The Arduino device has nothing like this. If you want to find out where your program has reached you have to put your own debugging statements. You end up writing things like this:
Serial.println(“I got this far”);
This prints out a message to the serial port tell us how far the program got. If you use the Arduino serial monitor you can view this message and know that at least the program has got this far.
This works and can be very useful. Developers call it “code instrumentation”. However, these messages can get confusing if you lots of them. What I’d really like to know is which line in the code that the program has got to. Then I can look this up in the source file. Turns out that this is quite easy. The compiler maintains two symbols called __FILE__ and __LINE__ which hold the name of the source file and the line number at that point in the program source.

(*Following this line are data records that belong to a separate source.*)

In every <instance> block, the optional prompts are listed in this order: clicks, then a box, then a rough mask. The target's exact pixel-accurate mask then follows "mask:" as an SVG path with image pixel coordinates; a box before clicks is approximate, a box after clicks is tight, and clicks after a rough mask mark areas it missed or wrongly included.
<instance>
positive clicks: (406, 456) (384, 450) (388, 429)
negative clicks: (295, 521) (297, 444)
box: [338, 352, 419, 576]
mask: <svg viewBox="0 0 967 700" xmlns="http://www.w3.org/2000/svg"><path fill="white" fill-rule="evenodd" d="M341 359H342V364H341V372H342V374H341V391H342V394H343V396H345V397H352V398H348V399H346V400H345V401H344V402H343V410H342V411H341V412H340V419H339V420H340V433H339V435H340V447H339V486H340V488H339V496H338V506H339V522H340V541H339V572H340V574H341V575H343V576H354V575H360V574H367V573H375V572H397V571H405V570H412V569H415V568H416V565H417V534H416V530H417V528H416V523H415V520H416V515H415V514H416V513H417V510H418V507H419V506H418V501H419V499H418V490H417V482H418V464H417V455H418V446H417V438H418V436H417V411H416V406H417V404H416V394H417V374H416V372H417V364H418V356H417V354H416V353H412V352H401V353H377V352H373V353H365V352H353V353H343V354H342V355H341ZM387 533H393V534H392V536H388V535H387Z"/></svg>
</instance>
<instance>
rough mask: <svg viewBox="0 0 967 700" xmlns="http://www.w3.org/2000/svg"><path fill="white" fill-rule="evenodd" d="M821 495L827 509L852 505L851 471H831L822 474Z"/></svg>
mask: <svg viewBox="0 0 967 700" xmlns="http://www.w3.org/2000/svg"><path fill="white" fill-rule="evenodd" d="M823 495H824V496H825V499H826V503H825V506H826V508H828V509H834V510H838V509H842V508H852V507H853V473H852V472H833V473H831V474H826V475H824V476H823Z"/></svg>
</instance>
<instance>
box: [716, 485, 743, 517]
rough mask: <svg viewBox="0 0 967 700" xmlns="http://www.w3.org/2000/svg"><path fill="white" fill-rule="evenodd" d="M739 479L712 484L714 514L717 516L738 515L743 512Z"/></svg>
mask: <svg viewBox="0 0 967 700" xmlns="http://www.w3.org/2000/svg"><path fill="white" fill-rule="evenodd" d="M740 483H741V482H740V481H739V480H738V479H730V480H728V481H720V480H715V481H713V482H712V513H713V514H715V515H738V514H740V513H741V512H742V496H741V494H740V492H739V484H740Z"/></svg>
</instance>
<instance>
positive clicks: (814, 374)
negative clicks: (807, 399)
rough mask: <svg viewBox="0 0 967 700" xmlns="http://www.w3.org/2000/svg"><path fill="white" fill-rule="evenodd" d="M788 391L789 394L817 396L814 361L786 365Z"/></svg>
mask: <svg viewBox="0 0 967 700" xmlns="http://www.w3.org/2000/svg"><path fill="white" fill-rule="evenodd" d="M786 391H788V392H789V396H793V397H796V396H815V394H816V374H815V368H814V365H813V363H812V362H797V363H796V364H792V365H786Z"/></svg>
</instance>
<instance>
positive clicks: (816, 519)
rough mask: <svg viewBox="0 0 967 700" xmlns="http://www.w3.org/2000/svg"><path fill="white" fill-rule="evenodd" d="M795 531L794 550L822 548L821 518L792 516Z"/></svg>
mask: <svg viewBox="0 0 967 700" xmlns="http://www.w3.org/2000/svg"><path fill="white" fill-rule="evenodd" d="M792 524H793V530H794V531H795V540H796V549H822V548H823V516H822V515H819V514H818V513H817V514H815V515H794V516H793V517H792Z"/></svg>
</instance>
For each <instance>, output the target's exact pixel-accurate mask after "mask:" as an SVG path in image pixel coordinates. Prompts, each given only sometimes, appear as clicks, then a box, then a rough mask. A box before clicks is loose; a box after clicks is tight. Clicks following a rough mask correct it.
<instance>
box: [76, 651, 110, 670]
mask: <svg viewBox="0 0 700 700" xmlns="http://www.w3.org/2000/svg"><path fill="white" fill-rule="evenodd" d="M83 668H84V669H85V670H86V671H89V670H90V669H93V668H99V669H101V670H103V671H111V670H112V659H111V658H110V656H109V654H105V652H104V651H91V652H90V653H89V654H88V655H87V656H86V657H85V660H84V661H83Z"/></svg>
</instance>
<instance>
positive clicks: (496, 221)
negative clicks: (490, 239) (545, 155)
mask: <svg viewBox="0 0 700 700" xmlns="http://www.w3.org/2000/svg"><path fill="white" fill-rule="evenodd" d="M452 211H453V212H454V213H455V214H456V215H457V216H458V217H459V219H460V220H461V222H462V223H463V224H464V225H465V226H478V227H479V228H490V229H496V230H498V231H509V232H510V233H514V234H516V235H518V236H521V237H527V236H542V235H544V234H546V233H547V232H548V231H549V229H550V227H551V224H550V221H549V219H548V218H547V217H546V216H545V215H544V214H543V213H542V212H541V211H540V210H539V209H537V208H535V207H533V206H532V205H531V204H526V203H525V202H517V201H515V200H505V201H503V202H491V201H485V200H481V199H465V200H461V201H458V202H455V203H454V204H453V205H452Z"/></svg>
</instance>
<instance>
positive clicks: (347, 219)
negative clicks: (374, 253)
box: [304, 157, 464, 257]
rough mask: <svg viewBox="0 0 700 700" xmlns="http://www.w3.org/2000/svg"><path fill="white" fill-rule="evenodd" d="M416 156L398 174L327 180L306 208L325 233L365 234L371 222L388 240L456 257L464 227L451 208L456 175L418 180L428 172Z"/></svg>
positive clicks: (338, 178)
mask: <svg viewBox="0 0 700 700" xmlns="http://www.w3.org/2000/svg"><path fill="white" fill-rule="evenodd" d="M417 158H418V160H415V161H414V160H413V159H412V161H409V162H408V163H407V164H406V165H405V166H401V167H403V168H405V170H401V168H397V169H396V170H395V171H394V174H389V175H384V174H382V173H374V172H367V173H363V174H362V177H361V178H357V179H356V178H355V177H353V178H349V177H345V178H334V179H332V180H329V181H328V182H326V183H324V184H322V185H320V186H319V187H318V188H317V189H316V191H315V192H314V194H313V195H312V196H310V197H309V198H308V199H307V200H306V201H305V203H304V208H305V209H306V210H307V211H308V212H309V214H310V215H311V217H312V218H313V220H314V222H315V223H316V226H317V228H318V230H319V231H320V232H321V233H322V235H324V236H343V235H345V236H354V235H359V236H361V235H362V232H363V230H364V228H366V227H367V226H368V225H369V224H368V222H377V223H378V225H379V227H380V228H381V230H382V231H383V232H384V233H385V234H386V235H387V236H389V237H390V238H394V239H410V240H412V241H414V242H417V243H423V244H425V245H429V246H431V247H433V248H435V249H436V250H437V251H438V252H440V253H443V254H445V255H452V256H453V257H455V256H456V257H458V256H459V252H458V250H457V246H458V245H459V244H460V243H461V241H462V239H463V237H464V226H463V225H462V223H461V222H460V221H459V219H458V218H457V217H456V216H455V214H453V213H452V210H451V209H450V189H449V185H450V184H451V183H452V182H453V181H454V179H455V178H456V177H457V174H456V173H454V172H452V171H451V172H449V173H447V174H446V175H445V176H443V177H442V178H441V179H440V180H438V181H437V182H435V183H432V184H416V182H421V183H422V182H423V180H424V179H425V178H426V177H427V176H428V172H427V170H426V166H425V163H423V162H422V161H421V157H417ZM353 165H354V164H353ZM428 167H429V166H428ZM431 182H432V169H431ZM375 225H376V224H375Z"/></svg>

So you can print this information out in your code:
Serial.print("Program is in file ");
Serial.print( __FILE__);
Serial.print(" at line " );
Serial.println(__LINE__);
These statements will tell you exactly where you have got to:
Program is in file C:\Users\Rob\Documents\Arduino\blah\blah.ino at line 12
This works well, but we can make it easier to use by putting the behaviour into a function:
void show_location(char * file, int line)
{
Serial.print("Program is in file ");
Serial.print(file);
Serial.print(" at line " );
Serial.println(line);
}
Now we can find out where our program has got to by just calling this function and passing the file and line values:
show_location(__FILE__, __LINE__);
We can now drop calls of show_location in our program to tell us exactly where the program has got to.
Of course, we have a problem in that we have to go and remove all these statements when we have finished debugging, but tomorrow I’ll show you how to make this easy too.